# Fido Voicemail Fix for unlocked iPhones



## Maverick (Sep 18, 2007)

My Fido Voicemail stopped working after switching to the iPhone. Here's how you fix it:

NOTE: must have call forwarding on the iphone set to OFF
On the phone dial:
*004*3436# <press call>
(this resets all conditional forwarding to fido)
**61*3436**20# <press call>
(this sets the ring delay for unanswered calls to 20 seconds)

That's it. The "3436" in the above commands is Fido's Vancouver VM exchange, you'll likely have to set it differently in other parts of Canada (or just set it to the VM access number for your area).

There appears to be a bug in the way the iPhone is registering forwarding with the network.

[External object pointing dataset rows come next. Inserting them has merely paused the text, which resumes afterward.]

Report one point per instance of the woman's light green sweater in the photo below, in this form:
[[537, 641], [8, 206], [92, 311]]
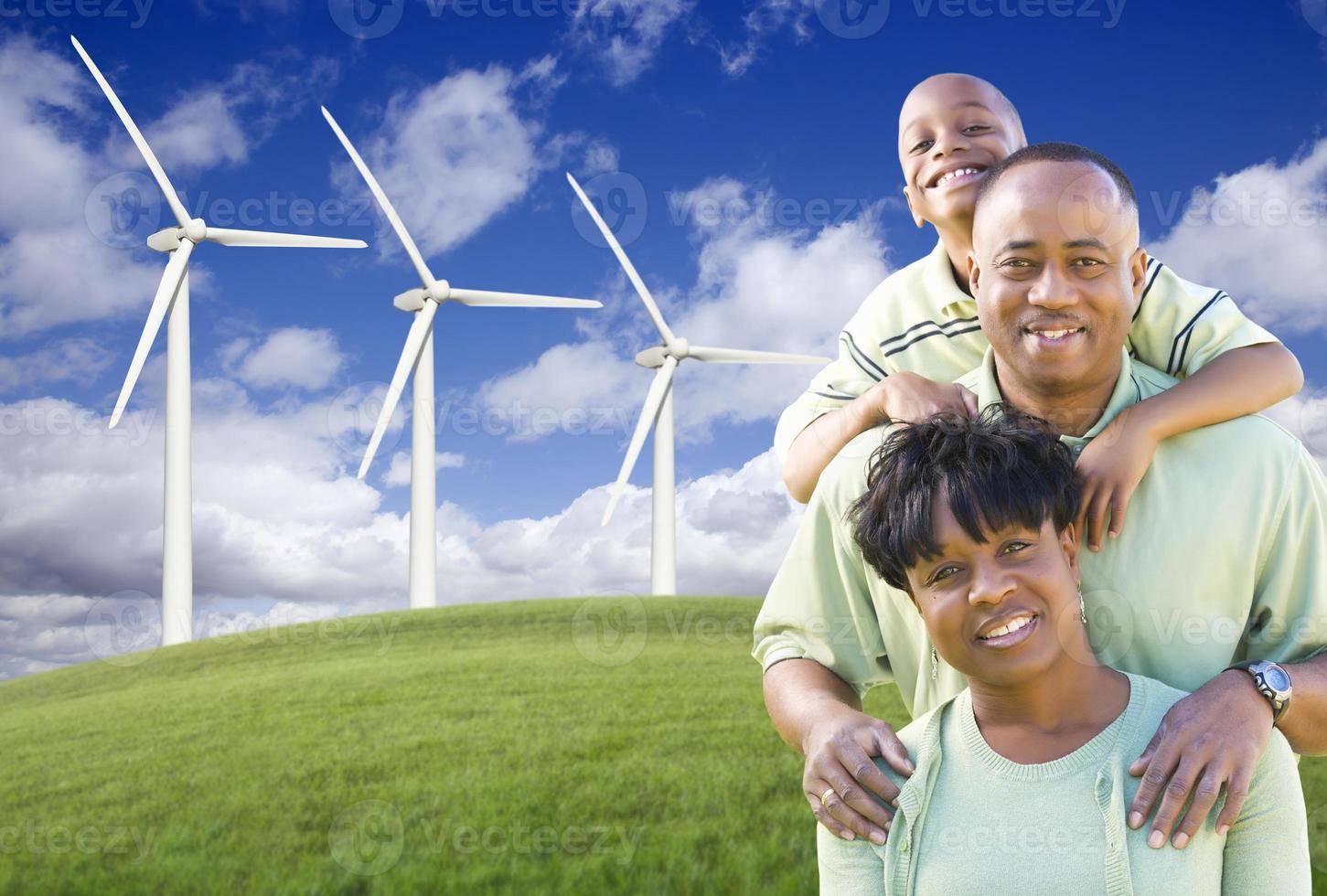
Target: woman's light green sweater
[[973, 822]]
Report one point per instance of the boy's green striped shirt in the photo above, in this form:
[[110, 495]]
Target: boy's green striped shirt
[[918, 320]]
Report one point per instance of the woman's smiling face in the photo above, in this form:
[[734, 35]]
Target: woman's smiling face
[[994, 608]]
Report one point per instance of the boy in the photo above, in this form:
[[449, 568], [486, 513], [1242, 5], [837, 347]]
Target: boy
[[917, 331]]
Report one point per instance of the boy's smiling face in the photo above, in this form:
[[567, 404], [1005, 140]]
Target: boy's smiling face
[[950, 129]]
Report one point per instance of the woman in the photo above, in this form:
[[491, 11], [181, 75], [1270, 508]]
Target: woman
[[1021, 781]]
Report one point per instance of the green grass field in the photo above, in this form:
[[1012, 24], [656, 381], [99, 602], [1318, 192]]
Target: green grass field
[[498, 748]]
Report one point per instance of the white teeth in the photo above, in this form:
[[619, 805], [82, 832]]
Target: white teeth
[[956, 173], [1009, 627], [1055, 334]]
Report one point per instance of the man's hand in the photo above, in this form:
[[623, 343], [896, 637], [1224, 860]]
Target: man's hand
[[839, 754], [1109, 469], [908, 397], [1212, 737]]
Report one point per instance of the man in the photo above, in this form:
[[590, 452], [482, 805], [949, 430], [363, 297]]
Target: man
[[1225, 559]]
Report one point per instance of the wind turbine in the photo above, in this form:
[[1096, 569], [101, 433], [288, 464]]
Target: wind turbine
[[417, 356], [173, 296], [658, 411]]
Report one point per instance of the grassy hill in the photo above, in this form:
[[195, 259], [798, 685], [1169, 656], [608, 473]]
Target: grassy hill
[[551, 746]]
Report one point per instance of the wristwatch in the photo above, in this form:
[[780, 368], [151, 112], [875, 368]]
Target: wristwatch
[[1271, 682]]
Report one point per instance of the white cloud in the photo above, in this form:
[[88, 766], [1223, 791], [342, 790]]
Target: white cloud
[[50, 181], [759, 285], [277, 517], [1258, 235], [584, 378], [765, 19], [290, 357], [70, 360], [199, 132], [399, 472], [453, 155], [626, 35]]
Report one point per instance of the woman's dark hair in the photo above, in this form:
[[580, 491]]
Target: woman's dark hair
[[1002, 469]]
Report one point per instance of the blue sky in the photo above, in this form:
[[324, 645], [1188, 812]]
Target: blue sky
[[470, 121]]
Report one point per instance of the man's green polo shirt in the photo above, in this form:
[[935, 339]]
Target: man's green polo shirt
[[918, 320], [1223, 558]]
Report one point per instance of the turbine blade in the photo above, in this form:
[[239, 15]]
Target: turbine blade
[[649, 411], [409, 355], [166, 291], [518, 300], [153, 165], [626, 261], [227, 237], [744, 356], [393, 218]]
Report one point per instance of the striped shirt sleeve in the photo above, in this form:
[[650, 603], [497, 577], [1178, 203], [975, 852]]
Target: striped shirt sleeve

I *believe* that Apple set the iPhone to send the "*004*" GSM command when the user turns on forwarding on the phone... whatever command its setting, its the wrong one. Then if you turn off VM on the phone, the network never knows to send it to vm, so it just keep ringing.

So, although this fixes VM, **you can't enable forwarding on the iPhone or else you will need to reset you VM again with the above commands.** That sucks for me, cause I use forwarding almost every day.


----------



## g.c.87 (Sep 20, 2007)

So could this be done on Rogers as well? If so would anyone know the numbers?

EDIT: I figured it out. Now everything works great on Rogers. I posted what I did in the Rogers voicemail thread.

P.S. This is an awesome site. I found it a couple of months ago and finally decided to join.


----------



## rcanada (Feb 24, 2009)

*Shame on FIDO!!*

Hello, I just came to know that FIDO has deactivated the conditional forwarding service to all its customers. I think this is a ridiculous business decision. We were using the call forwarding service for so long and it was an important tool for our business.

Now this feature is gone I have no more plan to stay with FIDO anymore and will cancell all our phone plans with FIDO.

Shame on FIDO!!


----------



## MikeyXX (Aug 2, 2008)

g.c.87 said:


> So could this be done on Rogers as well? If so would anyone know the numbers?
> 
> EDIT: I figured it out. Now everything works great on Rogers. I posted what I did in the Rogers voicemail thread.
> 
> P.S. This is an awesome site. I found it a couple of months ago and finally decided to join.



What rogers voicemail thread? I did a search for your posts, but you post a lot and I couldn't find it. Could you provide a link? or the contents? I want to chane when my voice mail kicks in.


----------



## nakitaloving (Feb 21, 2010)

i cant find the Fido's VM# for Toronto... do u know?


----------



## azerjaban (Jul 21, 2010)

Hello!

Thank you for trying to help us unlock our voice mail, unfortunately you method did not work for me as my iphone listed error for each forward. This method though did work for me and I hope posting here helps others, for unlocked iphones in EDMONTON with FIDO:

1. Dial *5005*86*7807071123# EXACTLY LIKE THAT WITH * AND #. Then press Call.

DONE! Pushing the voicemail button should access direct now and if not save the 7807071123 as your voicemail speedial.


----------